Al día siguiente nos avisaron de que, río arriba, se produciría un ataque y que debíamos mandar cuatro ambulancias hacia aquel lugar. Nadie sabía nada, y todos hablaban con gran seguridad y con profundo conocimiento estratégico. Yo iba en la primera ambulancia, y al pasar frente al hospital británico ordené al conductor que se detuviera. Las otras ambulancias quedaron alineadas detrás de nosotros. Bajé y dije a los conductores que continuasen y que me esperasen en el cruce de la carretera de Cormons, si todavía no les había alcanzado.

Entré por la avenida y me dirigí a la sala de espera, en donde pregunté por miss Barkley.

—Está de servicio.

—¿Podría verla un momento?

Mandaron un ordenanza a preguntar, y regresó con ella.

—He venido a ver si te encontrabas bien. Me han dicho que estabas de servicio y… he pedido que me dejaran verte.

—Me encuentro bien. Creo que fue el calor lo que me sentó mal, anoche.

—Tengo que irme.

—Te acompañaré a la puerta.

—Pero ¿estás bien? —pregunté una vez fuera.

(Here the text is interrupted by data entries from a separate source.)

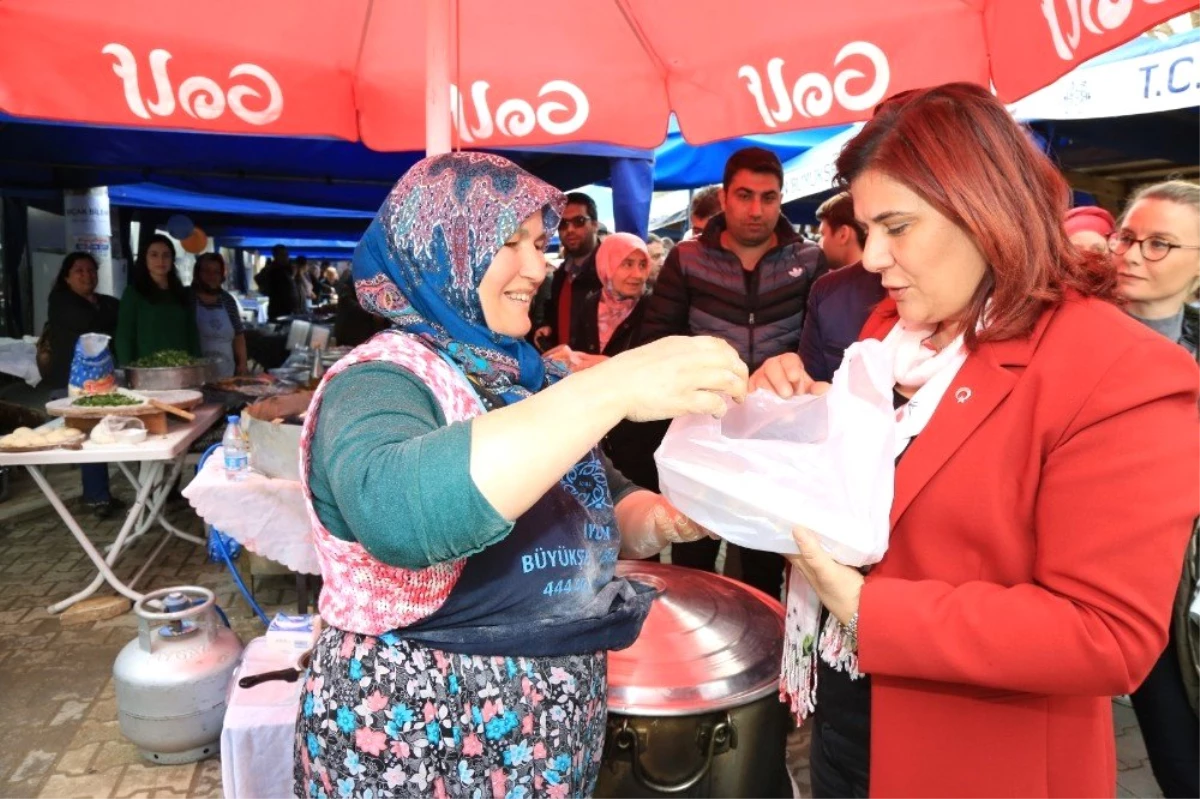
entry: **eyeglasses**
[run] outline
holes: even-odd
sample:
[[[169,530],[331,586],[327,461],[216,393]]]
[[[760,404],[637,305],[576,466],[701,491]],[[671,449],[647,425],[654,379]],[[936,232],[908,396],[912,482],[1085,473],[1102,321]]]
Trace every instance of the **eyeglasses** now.
[[[590,223],[590,222],[592,222],[592,220],[589,220],[586,216],[563,217],[563,220],[558,223],[558,229],[559,230],[565,230],[569,227],[570,228],[586,228],[586,227],[588,227],[588,223]]]
[[[1172,250],[1200,250],[1200,245],[1177,245],[1157,236],[1134,239],[1132,233],[1115,233],[1109,236],[1109,251],[1114,256],[1126,254],[1134,245],[1141,248],[1141,257],[1150,262],[1163,260]]]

—Claro que sí, querido. ¿Vendrás esta noche?

—No, salgo inmediatamente para asistir a una función que se va a representar allí sobre el Plava.

—¿Una función?

—No creo que sea muy serio.

—¿Y volverás?

—Mañana.

Desprendió algo de su cuello y me lo deslizó en la mano.

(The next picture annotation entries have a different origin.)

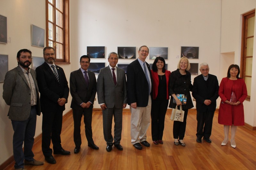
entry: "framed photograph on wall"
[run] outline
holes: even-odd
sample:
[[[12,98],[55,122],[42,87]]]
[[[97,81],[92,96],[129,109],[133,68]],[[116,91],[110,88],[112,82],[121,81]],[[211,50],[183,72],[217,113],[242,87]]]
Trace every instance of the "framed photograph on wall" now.
[[[153,65],[153,64],[149,64],[149,66],[150,67],[150,69],[152,70],[152,66]],[[166,63],[165,63],[165,70],[168,70],[168,67],[167,66],[168,65],[168,64],[166,64]],[[170,70],[169,70],[170,71]]]
[[[36,67],[44,62],[44,57],[32,57],[32,58],[31,65],[32,65],[32,69],[33,70],[35,70]]]
[[[135,59],[136,47],[117,47],[117,54],[120,59]]]
[[[122,63],[121,64],[117,63],[117,66],[118,68],[120,68],[123,70],[124,70],[124,71],[125,72],[125,74],[126,74],[126,72],[127,71],[127,66],[129,64],[127,63]]]
[[[8,55],[0,54],[0,83],[4,82],[8,71]]]
[[[168,47],[149,47],[149,60],[155,60],[157,57],[168,59]]]
[[[88,70],[93,72],[95,74],[99,74],[100,69],[105,67],[105,63],[90,63]]]
[[[90,58],[105,58],[105,47],[87,46],[87,55]]]
[[[31,45],[44,47],[44,30],[31,25]]]
[[[188,58],[198,59],[199,47],[181,47],[180,58],[186,56]]]
[[[7,17],[0,15],[0,43],[7,44]]]
[[[198,75],[198,63],[190,63],[190,69],[188,71],[191,75]]]

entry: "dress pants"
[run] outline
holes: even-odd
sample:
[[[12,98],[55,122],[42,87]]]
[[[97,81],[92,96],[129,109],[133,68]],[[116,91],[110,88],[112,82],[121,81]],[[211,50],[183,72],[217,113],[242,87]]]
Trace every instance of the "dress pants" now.
[[[131,137],[132,144],[141,142],[147,139],[147,130],[150,123],[151,97],[148,96],[148,103],[146,107],[130,106],[131,110]]]
[[[88,144],[93,144],[92,131],[92,119],[93,105],[92,104],[89,108],[83,109],[73,109],[73,119],[74,121],[74,139],[76,147],[80,147],[82,143],[81,138],[81,120],[84,115],[85,136]]]
[[[178,107],[178,109],[180,109],[179,107]],[[184,111],[184,113],[183,122],[179,121],[173,121],[173,138],[179,139],[180,140],[183,140],[184,136],[185,136],[185,131],[186,129],[186,125],[187,125],[187,117],[188,116],[188,109],[185,109],[183,110]]]
[[[50,148],[51,139],[54,151],[62,149],[60,133],[63,111],[62,108],[58,107],[54,111],[42,113],[42,151],[44,155],[47,156],[52,153],[52,150]]]
[[[203,137],[206,138],[210,138],[212,134],[214,112],[214,111],[210,111],[208,110],[204,112],[197,112],[196,137],[199,138],[202,138]]]
[[[113,145],[112,134],[112,120],[114,116],[114,138],[115,144],[120,143],[122,133],[123,108],[107,108],[102,110],[103,133],[107,145]]]
[[[34,160],[32,147],[36,124],[36,109],[35,106],[31,107],[28,118],[23,121],[12,120],[14,131],[12,141],[13,157],[15,169],[24,167],[24,159],[28,161]],[[24,142],[24,152],[22,149]]]
[[[153,100],[151,110],[152,140],[162,140],[164,128],[164,118],[169,100],[157,98]]]

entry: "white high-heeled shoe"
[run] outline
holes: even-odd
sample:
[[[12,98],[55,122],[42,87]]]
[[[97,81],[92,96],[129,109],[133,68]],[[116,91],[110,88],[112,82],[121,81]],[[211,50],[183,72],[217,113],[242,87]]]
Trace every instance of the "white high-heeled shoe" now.
[[[227,140],[227,142],[226,142],[226,143],[224,143],[223,142],[222,142],[222,143],[221,143],[221,145],[222,146],[224,146],[225,145],[226,145],[228,143],[228,140]]]
[[[231,145],[231,147],[233,148],[235,148],[236,147],[236,145],[233,145],[232,144],[232,142],[231,142],[231,139],[230,140],[230,145]]]

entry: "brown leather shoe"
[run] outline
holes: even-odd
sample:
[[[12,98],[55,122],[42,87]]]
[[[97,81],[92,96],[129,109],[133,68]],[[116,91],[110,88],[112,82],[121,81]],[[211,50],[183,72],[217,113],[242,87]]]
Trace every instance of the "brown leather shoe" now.
[[[44,162],[38,161],[36,159],[34,159],[32,161],[28,161],[25,159],[25,160],[24,161],[24,164],[25,165],[31,165],[35,166],[38,166],[44,165]]]

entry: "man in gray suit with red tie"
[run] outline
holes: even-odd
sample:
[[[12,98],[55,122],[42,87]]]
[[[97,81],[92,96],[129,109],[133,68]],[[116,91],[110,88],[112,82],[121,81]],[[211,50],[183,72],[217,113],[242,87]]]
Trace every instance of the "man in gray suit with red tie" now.
[[[102,110],[103,132],[107,142],[106,150],[112,150],[113,144],[123,150],[120,144],[122,132],[123,109],[127,103],[126,78],[124,70],[116,67],[117,54],[108,55],[109,65],[100,69],[97,79],[97,93],[99,103]],[[112,119],[114,116],[114,143],[111,133]]]
[[[83,115],[88,146],[93,149],[99,149],[92,139],[92,108],[96,95],[97,82],[95,74],[88,70],[90,60],[88,55],[82,56],[80,58],[81,68],[70,74],[70,93],[72,96],[70,107],[73,109],[74,121],[75,153],[80,152],[82,144],[80,128]]]
[[[128,103],[131,110],[131,137],[132,144],[137,149],[142,149],[141,144],[148,147],[146,140],[147,130],[150,123],[152,77],[149,65],[145,61],[148,48],[142,46],[138,51],[137,60],[127,67]]]
[[[32,151],[36,115],[40,115],[41,111],[36,71],[29,67],[32,61],[31,54],[31,51],[27,49],[18,52],[18,65],[7,72],[3,85],[3,98],[10,106],[8,115],[12,120],[14,131],[12,143],[14,166],[18,169],[24,168],[24,164],[44,164],[34,159]]]

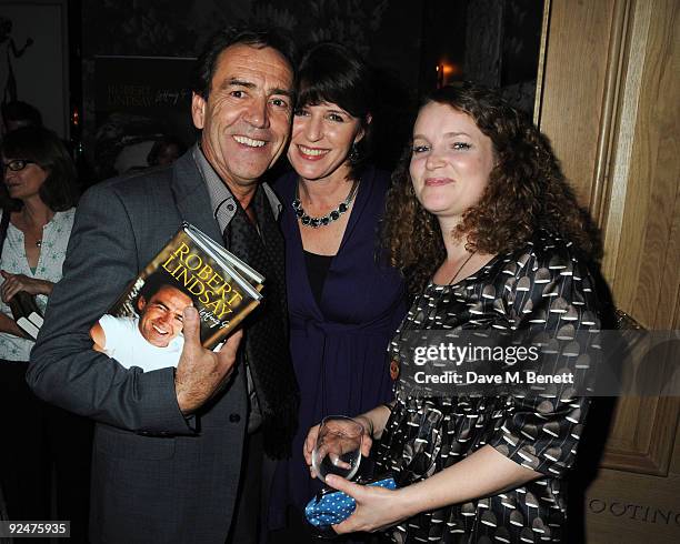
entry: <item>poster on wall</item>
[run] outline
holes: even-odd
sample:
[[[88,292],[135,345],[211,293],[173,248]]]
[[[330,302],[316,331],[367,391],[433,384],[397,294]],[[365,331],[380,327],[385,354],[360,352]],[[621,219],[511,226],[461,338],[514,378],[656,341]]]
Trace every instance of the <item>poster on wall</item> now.
[[[20,100],[69,138],[68,0],[0,0],[1,103]]]
[[[161,139],[188,147],[193,58],[94,58],[94,155],[100,178],[149,165]]]

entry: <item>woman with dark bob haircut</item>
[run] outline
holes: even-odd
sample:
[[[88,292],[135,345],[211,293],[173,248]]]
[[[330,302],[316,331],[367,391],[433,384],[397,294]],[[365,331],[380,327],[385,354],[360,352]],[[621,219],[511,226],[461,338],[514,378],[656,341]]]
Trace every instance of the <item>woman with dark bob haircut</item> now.
[[[307,430],[392,400],[387,346],[406,313],[406,290],[387,258],[377,259],[389,175],[370,162],[369,67],[351,49],[323,42],[303,54],[298,78],[293,171],[274,189],[283,204],[300,423],[293,456],[277,470],[270,526],[283,526],[288,511],[294,542],[303,542],[302,512],[321,488],[302,455]]]
[[[336,531],[560,542],[601,322],[596,230],[548,140],[471,83],[424,101],[387,210],[384,245],[414,302],[390,344],[396,401],[357,419],[398,488],[328,476],[357,500]]]
[[[47,406],[29,391],[26,371],[33,341],[19,329],[9,306],[24,292],[34,295],[44,312],[61,279],[78,200],[76,168],[57,134],[40,127],[9,132],[0,150],[0,410],[20,414],[10,417],[4,430],[11,440],[0,449],[2,490],[11,520],[48,520],[54,461],[58,510],[74,520],[76,532],[84,538],[89,423]],[[48,445],[48,436],[59,436],[59,443]]]

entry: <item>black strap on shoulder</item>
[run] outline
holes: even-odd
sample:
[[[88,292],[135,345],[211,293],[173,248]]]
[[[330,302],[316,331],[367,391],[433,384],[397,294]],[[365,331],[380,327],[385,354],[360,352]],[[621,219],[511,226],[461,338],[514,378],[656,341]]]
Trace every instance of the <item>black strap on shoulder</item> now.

—Es un San Antonio —dijo—, y ven mañana por la noche.

—¿Acaso eres católica?

—No, pero dicen que un San Antonio es muy útil.

—Lo cuidaré por ti. Adiós.

—No —dijo—. Adiós, no.

—Bueno.

—Cuídate y ten precaución. No, no puedes besarme aquí… imposible.

—Muy bien.

Me volví y la vi de pie en la entrada. Me saludó con la mano. Le mandé un beso con la mía, volvió a saludarme y me alejé. Subí a la ambulancia y partimos.

El San Antonio estaba dentro de una cajita de metal blanco. La abrí y lo dejé caer en mi mano.

—¿San Antonio? —preguntó el conductor.

—Sí.

—Yo tengo uno.

Su diestra dejó el volante. Se desabrochó la guerrera y lo sacó de debajo de su camisa.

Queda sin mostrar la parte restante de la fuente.